Things to avoid or be aware of


These situations can make your symptoms worse:

  • Dehydration.
  • Drinking alcohol.
  • Hot temperatures.
  • Infection or illness.
  • Straining on the toilet.

Symptoms may be worse in the morning.

Symptoms may be worse after standing still, sitting or lying down for a long time.


Things to do


The following actions may help improve your symptoms:

  • Try to drink a large glass of cold water before standing up and ensure you are drinking enough during the day.
  • Try not to bend over when reaching for something. You should squat with your knees to recover it or obtain a grabber device.
  • Try sleeping in a more upright position in bed, with more pillows.
  • Avoid excessive alcohol and large meals.
  • Exercises can reduce your symptoms.

If your symptoms are severe, talk to your doctor about increasing the amount of salt in your diet.


Suggested exercises.


Exercises to do while sitting, before you stand up.

Toe tapping

Sitting with your feet flat on the floor, lift your toes up with your heel still on the ground, then ‘tap’ them back onto the ground. Do this for 10 seconds, 3 times.

Heel lifts

Sitting with your feet flat on the floor, lift your heel off the floor onto your ‘tiptoes’, then lower your heels back to the ground.
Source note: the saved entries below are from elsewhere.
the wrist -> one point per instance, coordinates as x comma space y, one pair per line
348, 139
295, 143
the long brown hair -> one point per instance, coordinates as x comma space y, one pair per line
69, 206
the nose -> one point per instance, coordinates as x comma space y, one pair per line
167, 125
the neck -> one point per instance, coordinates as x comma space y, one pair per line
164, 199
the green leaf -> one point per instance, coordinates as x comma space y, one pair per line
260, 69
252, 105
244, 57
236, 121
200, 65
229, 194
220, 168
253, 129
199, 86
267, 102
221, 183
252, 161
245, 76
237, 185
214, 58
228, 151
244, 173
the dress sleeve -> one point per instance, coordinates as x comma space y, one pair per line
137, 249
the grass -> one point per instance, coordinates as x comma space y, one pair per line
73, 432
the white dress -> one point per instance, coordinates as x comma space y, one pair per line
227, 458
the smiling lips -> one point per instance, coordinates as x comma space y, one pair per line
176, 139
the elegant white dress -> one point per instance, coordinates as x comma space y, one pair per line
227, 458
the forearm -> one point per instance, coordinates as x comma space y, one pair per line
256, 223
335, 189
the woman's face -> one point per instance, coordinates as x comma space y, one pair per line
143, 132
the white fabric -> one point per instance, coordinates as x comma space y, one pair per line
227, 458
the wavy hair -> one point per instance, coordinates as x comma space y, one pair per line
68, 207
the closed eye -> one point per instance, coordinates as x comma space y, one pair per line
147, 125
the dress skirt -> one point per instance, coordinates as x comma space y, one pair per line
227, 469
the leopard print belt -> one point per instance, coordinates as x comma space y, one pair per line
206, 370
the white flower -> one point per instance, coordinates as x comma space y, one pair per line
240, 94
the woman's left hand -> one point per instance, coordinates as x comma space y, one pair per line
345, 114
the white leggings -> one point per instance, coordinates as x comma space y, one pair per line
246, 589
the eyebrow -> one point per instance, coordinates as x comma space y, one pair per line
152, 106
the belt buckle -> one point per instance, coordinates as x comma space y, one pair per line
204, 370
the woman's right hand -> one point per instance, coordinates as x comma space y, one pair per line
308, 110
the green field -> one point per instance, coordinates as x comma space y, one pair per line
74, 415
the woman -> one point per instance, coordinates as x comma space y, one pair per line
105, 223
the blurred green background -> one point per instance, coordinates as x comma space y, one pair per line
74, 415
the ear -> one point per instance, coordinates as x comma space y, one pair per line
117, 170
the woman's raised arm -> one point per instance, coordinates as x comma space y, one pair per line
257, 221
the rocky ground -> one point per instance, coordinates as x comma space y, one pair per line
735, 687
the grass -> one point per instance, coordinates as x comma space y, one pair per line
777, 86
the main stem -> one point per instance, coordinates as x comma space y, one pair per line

Do this for 10 seconds, three times.

Marching on the spot

Sitting down, march your legs briskly on the spot. Repeat this for 10 seconds, three times.

Leg extensions

Sitting down with both feet flat on the floor. Lift one foot off the floor until your knee is straight. Hold for 10 seconds, then slowly lower your foot back to the floor. Repeat three times, then repeat the exercise on the other leg.


Seek medical advice


You should see your GP if:

  • Advised by the doctor in the Emergency department.
  • Symptoms do not settle after your review.

General support


For general medical advice please use the NHS website, the NHS 111 service, walk-in-centres, or your GP.

  • The NHS website provides online health information and guidance.


This information is intended for patients receiving care in Brighton & Hove or Haywards Heath.

This information is for guidance purposes only and is in no way intended to replace professional clinical advice by a qualified practitioner.